Le moins qu’on puisse dire est que sous l’ère Tandja, le correspondant de RFI ne connaît pas de répit, harcelé qu’il est par un régime qui ne rate jamais une seule occasion de le mettre aux arrêts. Déjà en 2002 et en 2004, il avait goûté aux geôles du colonel-président pour les mêmes raisons : être entré en contact avec les rebelles.
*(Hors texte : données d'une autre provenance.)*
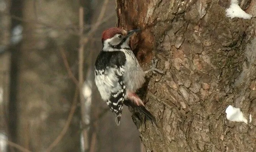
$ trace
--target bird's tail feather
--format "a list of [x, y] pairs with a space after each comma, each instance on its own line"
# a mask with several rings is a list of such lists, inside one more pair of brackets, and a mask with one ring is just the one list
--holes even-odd
[[142, 113], [148, 117], [148, 118], [151, 119], [153, 123], [156, 125], [156, 118], [152, 114], [151, 114], [150, 112], [147, 110], [147, 109], [145, 108], [145, 107], [143, 106], [138, 106], [137, 107], [137, 109], [138, 109], [139, 111], [141, 112]]

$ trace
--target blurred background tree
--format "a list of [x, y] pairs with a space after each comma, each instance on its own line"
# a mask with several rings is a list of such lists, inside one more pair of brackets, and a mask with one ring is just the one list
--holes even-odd
[[[255, 0], [238, 2], [255, 15]], [[255, 151], [256, 18], [228, 18], [229, 5], [0, 0], [0, 151], [144, 151], [141, 140], [148, 151]], [[166, 71], [139, 92], [157, 127], [125, 107], [117, 127], [94, 84], [102, 32], [116, 22], [143, 29], [131, 46], [144, 70], [155, 57]], [[227, 121], [228, 105], [251, 122]]]
[[140, 151], [130, 113], [116, 126], [93, 84], [116, 19], [114, 0], [0, 0], [0, 151]]

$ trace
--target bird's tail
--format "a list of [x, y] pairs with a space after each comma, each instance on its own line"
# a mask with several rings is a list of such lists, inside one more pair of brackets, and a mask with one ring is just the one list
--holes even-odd
[[157, 126], [156, 118], [145, 107], [144, 105], [137, 105], [134, 104], [134, 102], [129, 100], [125, 100], [124, 103], [127, 106], [131, 106], [138, 109], [140, 112], [143, 113], [148, 118], [150, 119], [152, 122]]
[[148, 117], [148, 118], [151, 119], [153, 123], [155, 124], [155, 125], [157, 125], [156, 121], [156, 118], [152, 114], [151, 114], [150, 112], [147, 110], [147, 109], [145, 108], [145, 107], [143, 106], [138, 106], [136, 107], [136, 108], [138, 110], [141, 112], [145, 115]]

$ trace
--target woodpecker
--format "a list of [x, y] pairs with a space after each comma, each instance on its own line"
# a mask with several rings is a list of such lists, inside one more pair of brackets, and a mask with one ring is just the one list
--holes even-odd
[[118, 126], [123, 104], [137, 108], [156, 123], [154, 117], [136, 93], [145, 82], [146, 74], [158, 71], [153, 68], [144, 72], [129, 46], [130, 37], [140, 31], [118, 27], [105, 31], [102, 38], [103, 47], [95, 63], [96, 85]]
Autant dire que l’histoire se répète.
Mais plutôt que de s’acharner sur un pauvre «gratte-papier», Mamadou Tandja gagnerait à reconnaître au plus vite l’effectivité de la rébellion et à travailler à amorcer un dialogue avec des insurgés qui sont loin d’être, contrairement à ce que prétendent les autorités du pays, «une simple bande de bandits armés, de voleurs et de trafiquants de drogue». Si officiellement les rebelles sont considérés comme de simples bandits, on ne comprend pas la gymnastique faite par Tandja et les siens pour persister dans l'accusation d’atteinte à la sûreté de l’Etat contre notre confrère car, à ce qu’on sache, la déstabilisation et le contrôle d’une portion ou de tout le territoire d’un pays sont des objectifs que peuvent se fixer seulement des rebelles mais pas des bandits.
Négocier avec les insoumis du Nord, c’est franchement ce que les autorités ont de mieux à faire car le Niger, pays pauvre et très endetté, gagnerait à utiliser ses ressources pour lutter contre le sous-développement plutôt qu'à les investir dans la traque aux rebelles, combat à l’issue incertaine.